Source: Head Topic Source: The Guardian
The complaints have been made through the International Rights Advocates, and the organisation has narrated the dire conditions that children have to work in, for wages as low as $2 an hour due to poor financial position. The suit addresses the companies saying that their products actively benefit from the labor of poor children who have to risk their lives every day to dig cobalt from the dark tunnels and dangerous mines.
Cobalt is primarily used in powering the lithium batteries, and almost all the products manufactured by Apple, Tesla, Dell and others use it in excessive quantities. More than 60% of cobalt mining stations are located in the Democratic Republic of Congo (DRC) which happens to be one of the poorest countries in the world.
The lawsuit demands compensation for deaths, injuries, emotional trauma and neglect that the kids have faced over the years due to ignorance of companies.
The case further points out that cobalt mines are exploited by Glencore, which then sells the raw materials to Umicore where batteries are manufactured to fulfill the demands of tech corporations like Google, Tesla and Microsoft.
Congolese families argue that the children are employed for mining even though the dangers associated are extremely prominent.
The identity of plaintiffs is unknown as of now. However, according to court papers, one party named Jane Doe 1 is demanding the compensation of damages caused to her nephew who was wrongfully employed in a mine operated by Kamoto Copper Company, owned by Glencore.
She further stated that he dropped out of school due to poverty and in 2018, he died while working in an underground tunnel because of an explosion in the mine. His body was buried alive without notifying his family.
Source: The Register
Another child named John Doe 1 used to carry out the backbreaking task of transporting bags containing cobalt rocks at the age of nine for $0.75 per day.
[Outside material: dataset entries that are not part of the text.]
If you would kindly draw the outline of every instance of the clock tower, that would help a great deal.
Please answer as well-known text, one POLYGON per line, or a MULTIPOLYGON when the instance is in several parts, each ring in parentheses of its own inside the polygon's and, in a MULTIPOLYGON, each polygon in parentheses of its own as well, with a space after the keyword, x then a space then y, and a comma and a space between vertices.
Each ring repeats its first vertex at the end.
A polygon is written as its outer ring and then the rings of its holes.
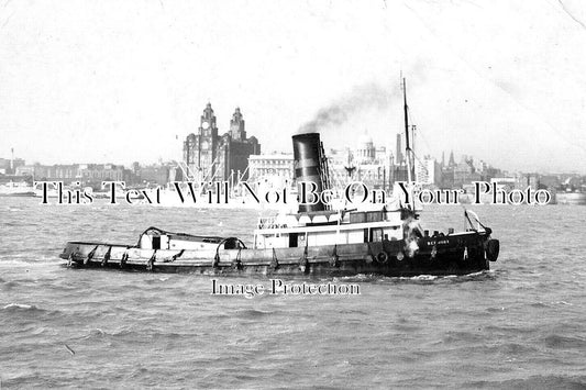
POLYGON ((218 126, 215 114, 211 104, 208 103, 199 120, 199 164, 197 167, 200 180, 211 180, 215 174, 215 151, 218 146, 218 126))

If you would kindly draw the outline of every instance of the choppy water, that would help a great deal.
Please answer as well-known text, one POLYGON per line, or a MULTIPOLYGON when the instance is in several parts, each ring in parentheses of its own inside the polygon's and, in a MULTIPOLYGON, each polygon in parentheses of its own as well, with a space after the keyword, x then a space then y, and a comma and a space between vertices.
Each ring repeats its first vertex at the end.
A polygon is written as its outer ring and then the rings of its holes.
MULTIPOLYGON (((585 207, 475 208, 501 241, 488 272, 245 299, 211 296, 209 277, 67 269, 57 255, 150 225, 250 241, 254 211, 37 203, 0 198, 2 389, 586 387, 585 207)), ((463 225, 458 207, 422 219, 463 225)))

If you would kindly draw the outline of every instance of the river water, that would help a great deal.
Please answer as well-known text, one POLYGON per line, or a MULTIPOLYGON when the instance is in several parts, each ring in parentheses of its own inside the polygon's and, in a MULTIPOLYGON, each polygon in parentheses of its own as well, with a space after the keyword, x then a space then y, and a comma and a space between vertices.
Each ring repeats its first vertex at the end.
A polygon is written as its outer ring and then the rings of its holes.
MULTIPOLYGON (((135 243, 151 225, 250 242, 257 211, 0 198, 0 387, 584 389, 586 208, 473 210, 501 243, 490 271, 294 280, 361 294, 247 299, 212 296, 206 276, 57 256, 69 239, 135 243)), ((462 209, 428 208, 422 224, 460 230, 462 209)))

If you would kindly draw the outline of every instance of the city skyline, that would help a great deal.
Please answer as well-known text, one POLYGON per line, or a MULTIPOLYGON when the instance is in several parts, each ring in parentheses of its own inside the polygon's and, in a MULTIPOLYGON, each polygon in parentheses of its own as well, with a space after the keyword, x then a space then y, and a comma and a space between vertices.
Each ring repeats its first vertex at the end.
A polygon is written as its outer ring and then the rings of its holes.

One day, while working, he fell into a tunnel, and his body was carried out by other miners.
He received no treatment as the workers left him on the open ground until his parents arrived and took him to the nearby doctor. The child is now paralyzed from the chest down and demands compensation for his injuries.
Tech companies were quick to respond to the allegations and Glencore that owns the mining stations in DRC stated, “Glencore does not tolerate any form of child, forced or compulsory labor” and denied knowing any such practices in the mining region.
The spokesperson for Apple said that the mandate of their company is “deeply committed to the responsible sourcing of materials that go into our products. We’ve led the industry by establishing the strictest standard for our suppliers and are constantly working to raise the bar for ourselves, and the industry.”
Microsoft has yet to come out with any statement, but upon interview, they said that they would investigate the allegations of the lawsuit and release a proper defense soon.